Three of my closest friends have known since September 25th/26th.  My mom figured something was up with me the weekend after that and I spilled the beans to her because I just can't lie to my mom.  About a week later I told my co-workers because they know me well enough, they would know something was up anyway.  I told my dad the weekend after that.  We told the girls on Tuesday evening after school (Thanksgiving break started then).  Here is a video clip if you want to see how DQ and V reacted to learning they will be big sisters in May.  It was adorable.  V kept saying she wanted the baby to be born now, and I had to keep explaining that it isn't ready to be born yet, and needs a little longer to keep developing before it can live independently from me.  Like a caterpillar in a cocoon, we have to be patient to see the beautiful butterfly.

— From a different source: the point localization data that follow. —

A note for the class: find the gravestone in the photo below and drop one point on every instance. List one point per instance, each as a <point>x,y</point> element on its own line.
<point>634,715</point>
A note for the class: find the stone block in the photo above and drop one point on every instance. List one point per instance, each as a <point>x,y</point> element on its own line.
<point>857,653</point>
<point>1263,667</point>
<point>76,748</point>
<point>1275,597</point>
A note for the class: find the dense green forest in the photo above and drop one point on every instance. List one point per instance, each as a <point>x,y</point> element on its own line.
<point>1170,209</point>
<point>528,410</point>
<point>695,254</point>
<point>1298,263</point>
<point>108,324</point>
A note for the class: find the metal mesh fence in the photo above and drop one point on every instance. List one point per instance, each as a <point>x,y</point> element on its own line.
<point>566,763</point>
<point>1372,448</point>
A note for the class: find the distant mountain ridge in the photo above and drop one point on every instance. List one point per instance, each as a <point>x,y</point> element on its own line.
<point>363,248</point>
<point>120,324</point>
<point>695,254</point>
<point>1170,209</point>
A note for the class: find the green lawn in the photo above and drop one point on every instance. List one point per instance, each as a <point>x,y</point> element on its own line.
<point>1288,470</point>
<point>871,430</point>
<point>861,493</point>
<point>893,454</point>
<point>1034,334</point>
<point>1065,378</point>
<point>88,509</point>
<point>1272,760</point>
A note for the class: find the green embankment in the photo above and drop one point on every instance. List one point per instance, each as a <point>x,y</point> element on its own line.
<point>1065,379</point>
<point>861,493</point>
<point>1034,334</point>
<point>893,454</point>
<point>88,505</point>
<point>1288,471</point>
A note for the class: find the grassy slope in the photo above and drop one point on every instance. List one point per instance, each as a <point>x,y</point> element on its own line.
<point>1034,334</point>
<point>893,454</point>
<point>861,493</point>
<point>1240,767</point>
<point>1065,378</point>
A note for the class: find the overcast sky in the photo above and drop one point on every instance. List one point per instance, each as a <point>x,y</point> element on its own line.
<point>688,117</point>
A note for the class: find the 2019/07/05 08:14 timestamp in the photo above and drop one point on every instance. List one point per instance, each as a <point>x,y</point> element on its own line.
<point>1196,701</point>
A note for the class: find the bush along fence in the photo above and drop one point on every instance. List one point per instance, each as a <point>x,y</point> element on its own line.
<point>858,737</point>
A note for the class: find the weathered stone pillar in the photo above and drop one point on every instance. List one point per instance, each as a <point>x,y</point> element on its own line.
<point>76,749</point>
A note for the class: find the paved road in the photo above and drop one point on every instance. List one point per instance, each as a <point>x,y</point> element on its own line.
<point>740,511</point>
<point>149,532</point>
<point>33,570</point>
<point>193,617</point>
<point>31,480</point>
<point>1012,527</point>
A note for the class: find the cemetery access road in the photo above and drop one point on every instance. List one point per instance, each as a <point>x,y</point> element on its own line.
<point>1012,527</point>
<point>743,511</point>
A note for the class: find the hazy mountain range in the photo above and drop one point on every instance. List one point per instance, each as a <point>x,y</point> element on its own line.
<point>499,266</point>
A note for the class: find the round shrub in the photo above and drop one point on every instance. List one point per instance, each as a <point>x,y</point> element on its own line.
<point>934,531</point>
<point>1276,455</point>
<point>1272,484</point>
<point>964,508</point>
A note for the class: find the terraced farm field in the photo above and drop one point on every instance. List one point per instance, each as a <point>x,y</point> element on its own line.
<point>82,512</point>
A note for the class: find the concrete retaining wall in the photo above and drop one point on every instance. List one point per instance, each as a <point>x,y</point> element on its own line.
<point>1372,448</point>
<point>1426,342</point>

DQ and V learning about the baby

I wanted to tell M's family in person, so they made the 5 hour trip on Wednesday, and we broke the news to them with a gift on Wednesday evening. The gift consisted of a photo frame that says "grandparents", and a picture of the girls holding up this photo:


So the cat is out of the bag now.  We have an ultrasound on 1/10 to learn the gender (hopefully) and see the baby for the first time ever.  I plan on having a gender reveal party the Saturday or Sunday after for our family and friends, where we will all learn the gender together.  This will be grandchild number 13 for my parents (a tie breaker as they have 6 boys and 6 girls), and grandchild number 5 for M's parents.



Guess I will have to change the name of my blog in the near future as the family is growing....

Aunt TT

1 comment:

  1. Tabby, I cannot express the amount of joy I have for your very good news. I like you have totally given up on the idea of having my own biological children. Congrats to you, M, and the Girls!